The Good Life Experience Pilates Studio was founded on a holistic approach to fitness and mental health so that you look and feel your best.

It is the quality of movements, not that quantity that count in this exercise. This practice allows for continuous low impact, modifiable movements that are safe for people in varying populations on all levels.

Myths about Pilates

Pilates is just for women.

Not true! Pilates was originally created by a boxer and circus performer named Joseph Pilates and was designed for men. True, more women participate in Pilates programs than men, but many male sports teams and athletes rely on Pilates exercises to improve their stamina and range of motion.

Pilates is the same as Yoga.

Pilates and Yoga have many similarities, but the main differences have to do with breathing styles, exercise technique (Pilates offers more than just mat-based work and often uses equipment), and spiritual foundation. Pilates has a higher impact than Yoga and is less spiritual in routine.

Pilates is too hard.

Even if you’re in good shape, Pilates can be challenging because it engages your deep core muscles. Cheryl is an expert in tailoring exercises to your comfort or ability level, so it will not hurt or be too difficult.

You have to spend a lot on equipment.

Actually, you don’t need any equipment to do Pilates. You may purchase your own mat at a minimum, but there are shared mats at GLE that you can use during your session at no charge. All other equipment available is part of your exercise package.

Pilates only works your core.

While Pilates does build core strength, it teaches a balance of strength and flexibility for your whole body. The more muscles you use to perform a movement, the more efficient the exercise will be.

Pilates is only for flexible people.

Flexibility is a big part of Pilates training, but you don’t have to be flexible already. All exercises can be modified or adapted to suit each individual’s flexibility level.

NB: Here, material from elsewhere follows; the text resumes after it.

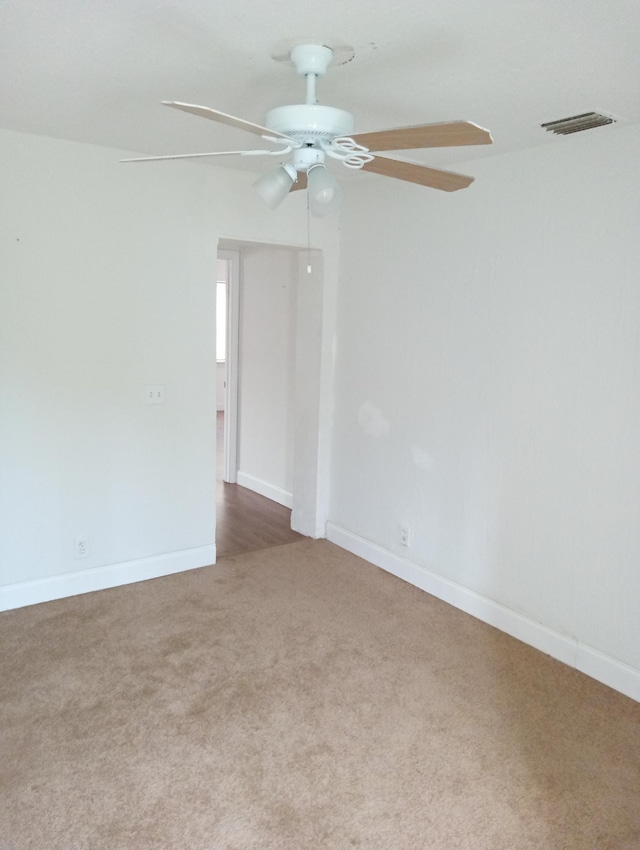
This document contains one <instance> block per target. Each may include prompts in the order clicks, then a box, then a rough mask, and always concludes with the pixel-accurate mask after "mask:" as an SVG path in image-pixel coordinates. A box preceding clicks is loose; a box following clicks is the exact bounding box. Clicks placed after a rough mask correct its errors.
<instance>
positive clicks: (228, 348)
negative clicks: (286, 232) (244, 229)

Plus, flexibility and greater ranges of motion will be gained over time, in turn helping to alleviate chronic pain and discomfort. Strength and stability are the other big parts of Pilates training, as well as your overall mental health.

Pilates is only for young and fit people.

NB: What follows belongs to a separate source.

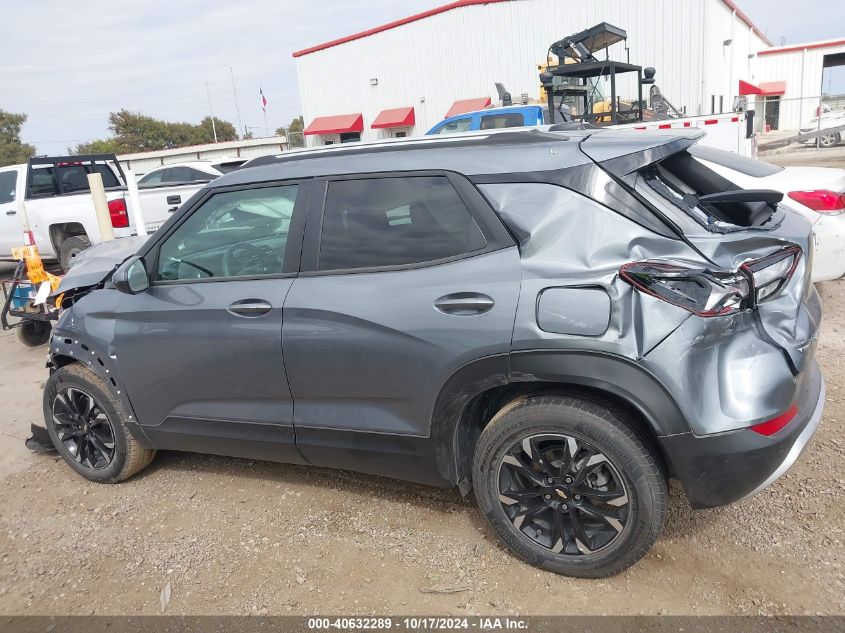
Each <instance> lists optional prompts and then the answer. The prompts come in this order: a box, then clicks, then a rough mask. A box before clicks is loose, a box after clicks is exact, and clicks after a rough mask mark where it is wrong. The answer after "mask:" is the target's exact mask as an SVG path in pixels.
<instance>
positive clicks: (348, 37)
mask: <svg viewBox="0 0 845 633" xmlns="http://www.w3.org/2000/svg"><path fill="white" fill-rule="evenodd" d="M508 1H509V0H455V1H454V2H450V3H449V4H444V5H442V6H439V7H434V8H433V9H429V10H428V11H423V12H422V13H415V14H414V15H411V16H408V17H407V18H402V19H401V20H394V21H393V22H388V23H387V24H382V25H381V26H376V27H373V28H371V29H367V30H366V31H361V32H360V33H353V34H352V35H347V36H346V37H340V38H338V39H336V40H331V41H329V42H324V43H323V44H317V45H316V46H311V47H309V48H304V49H302V50H299V51H295V52H294V53H293V56H294V57H302V56H303V55H308V54H310V53H316V52H317V51H322V50H325V49H327V48H331V47H332V46H339V45H340V44H346V43H347V42H353V41H355V40H360V39H363V38H365V37H369V36H371V35H376V34H377V33H382V32H384V31H389V30H390V29H395V28H397V27H399V26H404V25H405V24H410V23H411V22H416V21H417V20H424V19H426V18H430V17H431V16H434V15H438V14H441V13H446V12H447V11H452V10H453V9H461V8H463V7H472V6H478V5H488V4H496V3H499V2H508ZM721 1H722V4H724V5H725V6H726V7H728V8H729V9H730V10H731V11H733V12H735V14H736V17H738V18H739V19H740V20H742V21H743V22H745V24H747V25H748V27H749V28H751V30H753V31H754V33H756V34H757V37H759V38H760V39H761V40H763V41H764V42H765V43H766V44H768V45H769V46H771V45H772V43H771V41H769V38H767V37H766V35H765V34H764V33H763V32H762V31H761V30H760V29H758V28H757V26H756V25H755V24H754V23H753V22H752V21H751V19H750V18H749V17H748V16H747V15H746V14H745V13H743V12H742V10H741V9H740V8H739V7H738V6H736V4H735V3H734V1H733V0H721Z"/></svg>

There are many approaches and methods to Pilates that can be right for just about everyone. Pilates is great for golfers, runners, dancers, seniors, moms to be, and people who need rehabilitation of knee injuries, back problems, hip replacements and more. Men, women and children can all benefit from Pilates training. Plus, Cheryl offers one-on-one sessions, so you don’t have to sign up for a class.

Pilates at a Glance

what pilates targets

  • Core — the main focus.
  • Arms — shoulder stability will help prevent or rehab injury.
  • Legs — your upper legs will be used to help engage your core.
  • Glutes — your glutes will help stabilize your core.
  • Back — Pilates stabilizes and strengthens your back.
  • Abs — Pilates stabilizes and strengthens your abs.

what pilates offers

  • Flexibility — Pilates boosts flexibility and joint mobility.
  • Strength — Pilates will make your muscles stronger because you use your own body weight and resistance sprung equipment.
  • Athletics — Pilates is ideal for athletes looking to supplement their training for rehab and injury prevention.
  • Low-Impact — Muscle engagement is demanding, but gentle.
  • Aerobic — Cardio exercise is not required. However, body movements are performed in all planes of motion.